Vouchers in and of themselves, over the last twenty-five years have shown far less than they promised both in test scores, where neighborhood scores far exceed those of charters and choice. In fact, "There's a common pattern," says Douglas Harris, a professor of economics at Tulane University who has long studied charters and choice in Louisiana and nationally. On Michigan's experiments, (80% of their schools are charters) he says, DeVos has advocated for ideas that have a poor record. "The best case scenario is that they don't work. And the worst case scenario is they're actually worse than the alternatives."
As he told NPR in December, “Detroit, where many charters have greatly under-performed. As an economist, Harris says he generally thinks choice and free markets are good things. But he says DeVos' advocacy record shows she prefers an unbridled approach to choice, with limited or no oversight. He calls such an approach a triumph "of ideology over evidence."
“On vouchers, Harris points to the data: A large study his research center conducted shows that students who got vouchers in Louisiana's statewide program saw their test scores drop 8 to 16 percentile points. Michigan doesn't have vouchers – despite efforts by DeVos to create them.”
In some cities charters and vouchers have shown some success but with regulation; which Michigan does not have, unlike Boston and New York.
Chicago’s teachers union president Karen Lewis is against DeVos as a nominee, and most teachers unions bemoan the loss of money to traditional schools that vouchers and charters can do; and this drain further erodes their efforts, and the schools themselves.
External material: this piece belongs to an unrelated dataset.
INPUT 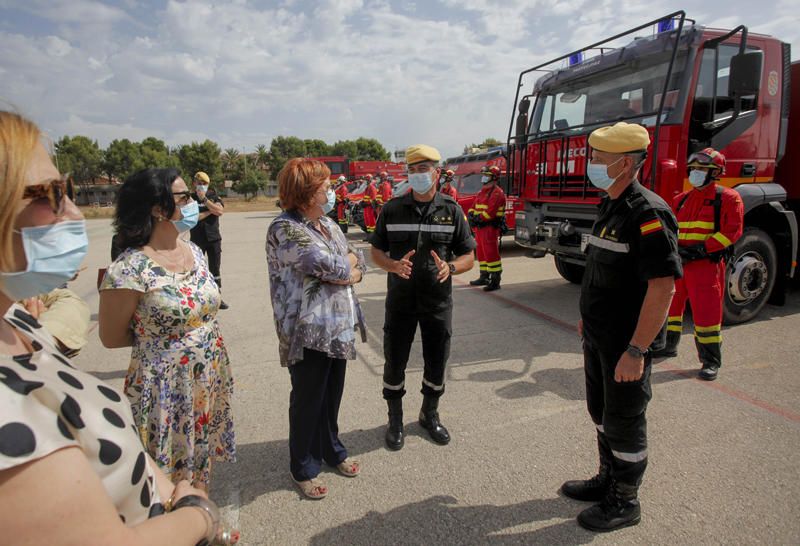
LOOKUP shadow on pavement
[309,495,594,546]
[211,425,390,508]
Some of these efforts have been in the form of Social Impact Bonds, a relatively new form of privatization, where big banks fund education and in turn get up to “double the money that the service costs to run. This is a shake-down scheme that is parading as ‘innovation’, ‘ethical investment’ and ‘accountability’. Rahm Emanuel has been an early adopter in Chicago.” notes Saltman.
Finally, with regard to test scores, local columnist Ben Joravsky wrote in 2013: “There are 541 elementary schools in Chicago. Based on the composite ISAT scores for 2011—the last full set available—none of the top ten are charters. None of the top 20, 30, or 40 either.”
University of Massachusetts professor Ken Saltman says that the push towards charters results in “rich investors and businessmen skimming resources out of the schools”, as De Vos and her family have done. But, he also points out that it is not vouchers alone, but also for-profit schools to scholarship tax credits that are the problem. The results are “educational inequality benefitting the rich and punishing everyone else.”